Einblick in einen vergessenen Krisenherd

Die Zentralafrikanische Republik kämpft mit den Folgen des Bürgerkrieges, der das Land 2013 zerrissen hat. Das Buch erklärt, wie es dazu gekommen ist und was die Bildung eines funktionierenden Staates dort so schwer macht.

Wenige Länder tauchen so selten in internationalen Medien auf wie die Zentralafrikanische Republik (ZAR). Auch Studien über das Land sind rar. Die Herausgeberinnen Tatiana Carayannis und Louisa Lombard  schließen diese Lücke recht überzeugend. Vierzehn Beiträge behandeln unter anderem die Geschichte des Landes, seine Eliten, Fallbeispiele für Konflikte aus einzelnen Landesteilen sowie die UN-Mission und die Nothilfe in der ZAR. Unter den Autorinnen und Autoren sind viele Fachleute, aber auch ein Botschafter und drei Mitarbeitende nichtstaatlicher Organisationen, davon ein Zentralafrikaner.

Das Buch macht sehr gut deutlich, dass die Probleme in der ZAR Teil einer regionalen Krise sind, in die insbesondere der Tschad verstrickt ist.
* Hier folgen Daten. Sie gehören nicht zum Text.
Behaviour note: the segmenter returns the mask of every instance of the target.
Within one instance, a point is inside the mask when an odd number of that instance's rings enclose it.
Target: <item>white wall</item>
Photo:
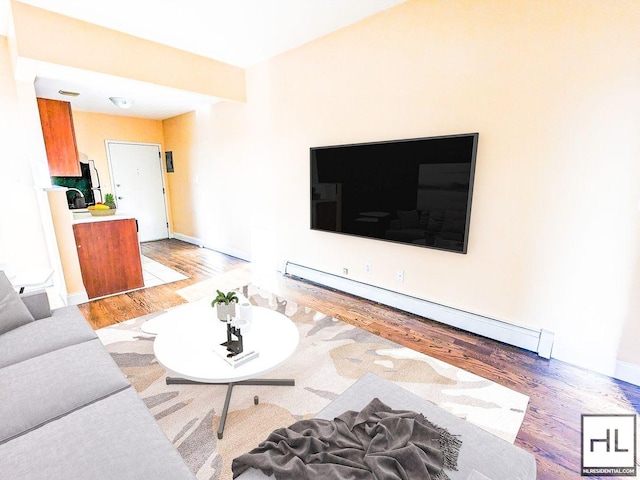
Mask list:
[[[165,122],[168,150],[190,145],[171,188],[211,207],[182,233],[250,255],[268,231],[280,261],[545,328],[594,370],[640,365],[620,347],[640,329],[639,20],[637,2],[409,1],[257,65],[246,105]],[[309,147],[473,131],[467,255],[309,230]]]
Es gibt sich auch nicht damit zufrieden, den Zustand des Landes schlicht mit der Schwäche seines Staates zu erklären. Vielmehr gehen  mehrere Beiträge  der Rolle der Elite nach: Sie habe ihre Macht unter anderem durch Vergabe von Privilegien und  Einwerbung von ausländischer Unterstützung gesichert – vor allem aus dem Tschad. Diese Herrschaftsmittel hätten auf Dauer Korruption und Diebstahl begünstigt und die legale Wirtschaft wie die staatlichen Institutionen geschwächt – was vielen Mitgliedern der Elite auch bewusst sei. Traditionelle Institutionen, die ein Gegengewicht hätten bilden können, seien in der von Sklavenjagd geprägten Kolonialzeit weitgehend zerstört worden. Erst die Bürgerkriegs-Milizen hätten die relativ kleine Elite aus dem Zentrum der Politik gedrängt.
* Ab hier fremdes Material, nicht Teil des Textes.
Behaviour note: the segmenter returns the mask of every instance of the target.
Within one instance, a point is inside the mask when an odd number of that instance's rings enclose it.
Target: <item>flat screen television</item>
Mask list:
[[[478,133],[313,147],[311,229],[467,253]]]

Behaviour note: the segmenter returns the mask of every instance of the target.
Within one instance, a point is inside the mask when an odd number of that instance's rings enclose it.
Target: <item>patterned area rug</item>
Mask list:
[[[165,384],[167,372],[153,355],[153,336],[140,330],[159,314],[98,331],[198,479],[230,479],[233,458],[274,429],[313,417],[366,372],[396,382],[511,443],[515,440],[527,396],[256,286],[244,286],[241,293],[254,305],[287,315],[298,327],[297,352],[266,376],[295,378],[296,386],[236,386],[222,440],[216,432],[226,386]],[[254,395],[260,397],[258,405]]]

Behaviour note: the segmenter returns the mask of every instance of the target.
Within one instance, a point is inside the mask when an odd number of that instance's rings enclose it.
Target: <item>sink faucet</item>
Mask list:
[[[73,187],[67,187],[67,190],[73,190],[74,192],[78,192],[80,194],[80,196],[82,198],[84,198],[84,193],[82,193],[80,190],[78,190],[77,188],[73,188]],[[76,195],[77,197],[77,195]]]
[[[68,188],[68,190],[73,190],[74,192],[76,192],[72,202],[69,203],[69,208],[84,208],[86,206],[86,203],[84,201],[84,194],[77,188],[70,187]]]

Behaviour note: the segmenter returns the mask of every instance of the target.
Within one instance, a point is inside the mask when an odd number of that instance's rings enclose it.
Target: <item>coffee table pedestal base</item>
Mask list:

Äußerst kritisch fällt die Bilanz der auswärtigen Eingriffe und Missionen aus, die in der ZAR seit 1997 aufeinander folgen; sie waren teils afrikanisch geführt, teils europäisch oder von den Vereinten Nationen. Gemeinsam sei ihnen, dass stets eine Reihe von Faktoren  die Friedensstiftung behindert hätten: schlechte Koordination, zu eng gefasste UN-Mandate – man wollte ja den Aufwand begrenzen –, Parteilichkeit sowie Eingriffe afrikanischer Staaten oder Frankreichs zugunsten einer Konfliktpartei. Gelernt hätten die Intervenierenden daraus nie.

Die meisten Beiträge sind analytisch fundiert, ohne in akademischen Jargon zu verfallen. Manche – wie die Fallstudien – sind anschaulicher als andere, aber alle sind gut lesbar. Und anders als in vielen anderen Sammelbänden überschneiden sich die einzelnen Artikel wenig, sondern ergänzen sich; Wiederholungen stören kaum. Sehr nützlich ist die ausführliche Chronologie. Wer sich für die Region Zentralafrika interessiert, kommt an diesem Buch nicht vorbei. Auch wer sich mit fragilen Staaten oder Friedensmissionen beschäftigt, liest es mit großem Gewinn.